By Satur C. Ocampo
At Ground Level | The Philippine Star
“In 2006 and 2007, when the United Nations, the United States, the European Union and several other major donors publicly raised their concerns over the politically motivated killings under then-President Gloria Macapagal-Arroyo, the number of killings dropped drastically. Under President Aquino, though, it is international pressure that has dropped, while the killings continue.”
Human Rights Watch
Such is the pointed reminder to President Aquino a rebuke, actually from an international human rights monitoring organization as he prepares to deliver his second state-of-the-nation address on Monday.
And there are similar reminders, rebukes, and appeals from various groups within the country. All urge the President to decisively resolve the issues of extrajudicial killings, enforced disappearances, and other human rights violations attributed to state security forces in pursuance of internal security policies and programs.
Under P-Noy’s watch, the human-rights alliance Karapatan has documented 48 extrajudicial killings and six enforced disappearances. None of these have been solved, contrary to Mr. Aquino’s claim in his first SONA that three political murder cases had been solved of the six recorded then.

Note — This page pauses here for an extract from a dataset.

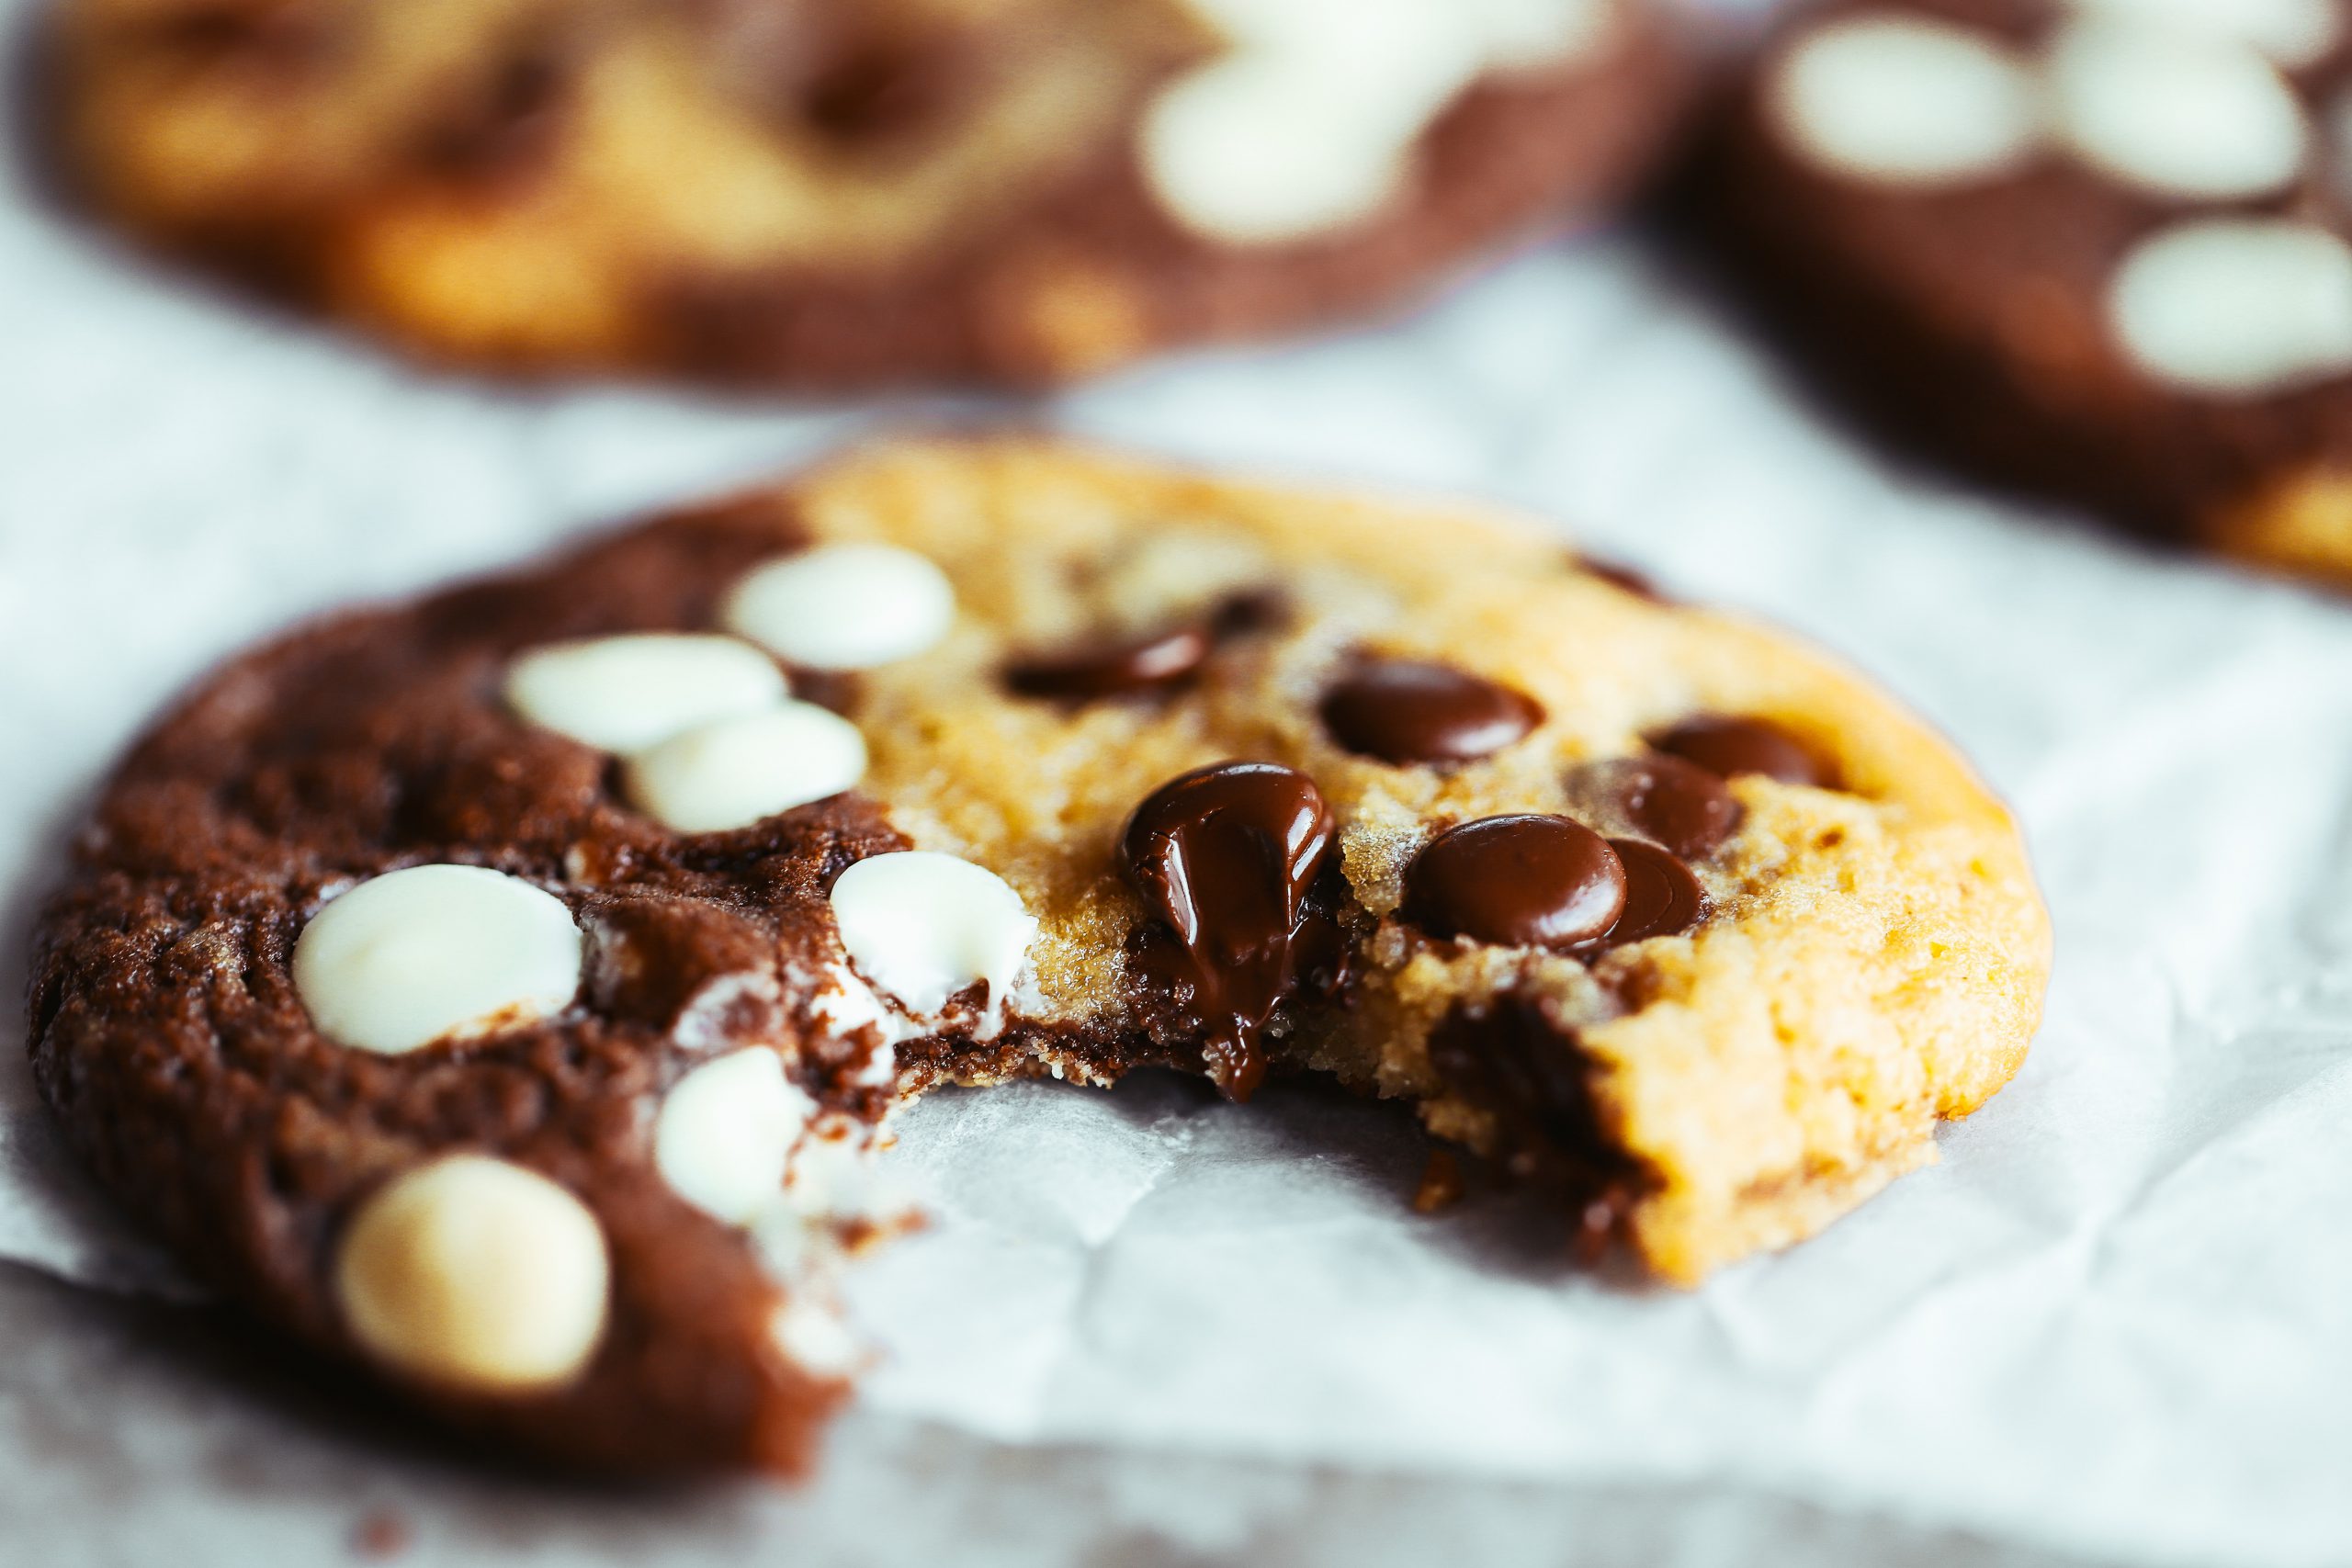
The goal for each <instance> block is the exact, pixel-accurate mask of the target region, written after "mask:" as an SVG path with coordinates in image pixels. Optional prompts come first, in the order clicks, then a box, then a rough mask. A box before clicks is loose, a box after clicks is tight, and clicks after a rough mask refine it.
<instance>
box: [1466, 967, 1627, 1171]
mask: <svg viewBox="0 0 2352 1568" xmlns="http://www.w3.org/2000/svg"><path fill="white" fill-rule="evenodd" d="M1430 1067H1435V1070H1437V1077H1439V1081H1444V1086H1446V1091H1449V1093H1454V1095H1458V1098H1463V1100H1468V1103H1472V1105H1477V1107H1479V1110H1484V1112H1489V1114H1491V1117H1494V1119H1496V1140H1498V1145H1501V1147H1498V1150H1496V1152H1498V1154H1501V1157H1503V1161H1505V1164H1508V1166H1510V1171H1512V1173H1515V1175H1522V1178H1552V1180H1569V1182H1573V1185H1576V1187H1578V1190H1583V1192H1588V1194H1592V1197H1595V1199H1599V1197H1604V1194H1611V1192H1630V1187H1632V1175H1635V1164H1632V1159H1630V1157H1628V1154H1625V1152H1623V1150H1621V1147H1618V1145H1616V1140H1611V1138H1609V1133H1606V1128H1604V1124H1602V1112H1599V1103H1597V1100H1595V1095H1592V1060H1590V1058H1588V1056H1585V1051H1583V1046H1581V1044H1578V1041H1576V1032H1573V1030H1569V1027H1564V1025H1559V1023H1552V1018H1550V1016H1548V1013H1545V1009H1543V1004H1541V1001H1536V999H1531V997H1510V994H1505V997H1496V999H1494V1001H1479V1004H1463V1006H1456V1009H1454V1011H1451V1013H1446V1016H1444V1018H1442V1020H1439V1023H1437V1027H1435V1030H1432V1032H1430Z"/></svg>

Human Rights Watch’s 98-page report, titled “No Justice Just Adds to the Pain: Killings, Disappearances, and Impunity in the Philippines,” details some of these cases through 80 interviews with victims, their families, and witnesses in 11 provinces and with PNP and AFP officials. A former soldier narrates how military commanders trained and ordered him and other soldiers to kill leftist activists, hide or burn their bodies, intimidate witnesses, and make the killings appear like they were supposedly done by the New People’s Army’s “special partisan units.”
In the past decade only seven cases of extrajudicial killings were successfully prosecuted, with 12 defendants convicted, but HRW notes “none since P-Noy assumed office.” There has been no military member convicted, it adds, and no senior military officer convicted for direct involvement or as a matter of command responsibility.
Elaine Pearson, HRW-Asia deputy director, remarks: “Activists are being gunned down in the street, while implicated soldiers walk free. The Philippines can only bring an end to these horrific abuses if it is clear that anyone who orders or commits them will be jailed and their military careers will be over.”
Wasn’t this essentially what P-Noy said in a meeting with European ambassadors shortly before he was elected President? “Cases of extrajudicial killings need to be solved, not just identify the perpetrators but have them captured and sent to jail,” as quoted in this column last May 14.
Now P-Noy is pressed to make good on what he said then.
One challenge to him comes from Karapatan and Hustisya (an organization of victims and their families) which have initiated the filing of criminal charges against retired Army Gen. Jovito Palparan Jr. and other military officers for the abduction and disappearance in 2006 of UP coeds Sherlyn Cadapan and Karen Empeno. In a press statement, the two groups were firm:
“Mr. President, you have to back up our initiatives, you have to stand up with us in our pursuit of justice and ensure that Palparan, et al., end up in jail. Equally important, you have to immediately put a stop to human rights violations under your administration and end impunity in this country.”
In Mindanao’s Caraga region, tribal, labor and human rights groups will hold mass rallies coinciding with Monday’s SONA to protest P-Noy’s “inaction” on the continued killings of tribal leaders and members of indigenous peoples “who refuse to cooperate with influential politicians who favor mining and logging interests.”
Monday will also be the final day of a three-day fast undergone by 354 political prisoners all over the country. They are calling attention to their demand to free all political prisoners, preferably through a presidential proclamation of a “general, omnibus and unconditional amnesty.”
Their amnesty demand is supported by several groups church formations, lawyers, progressive party-list representatives in Congress, as well as Karapatan, Hustisya, Selda (ex-political prisoners), and Bagong Alyansang Makabayan.
It’s a just demand, deserving of public support. Why?
These are persons who were arrested, detained and imprisoned basically for acts in furtherance of their political beliefs. Long-established jurisprudence requires them to be treated differently from common criminal offenders. Yet they have been arbitrarily denied liberty and due process of law through “legal” schemes, such as charging them with common crimes (murder, kidnapping, arson, etc.), instead of rebellion or sedition. They are thus denied the right to bail, even as their cases take forever to be heard. They are stigmatized as plain criminals of the heinous kind rather than treated as political offenders.
Of the 354 political prisoners, 47 were arrested under P-Noy, 27 before Arroyo, and 280 under her. Most are victims of Arroyo’s “legal offensive” via the Inter-Agency Legal Action Group created in 2006. The IALAG has been abolished upon recommendation by UN Special Rapporteur Philip Alston, yet its malevolent effects continue to penalize its victims.
Justice demands rectification of these anomalies.
As his mother Cory Aquino saw the justness of granting general amnesty for the Marcos dictatorship’s political prisoners in 1986, can’t P-Noy do likewise for Arroyo’s and his own political prisoners?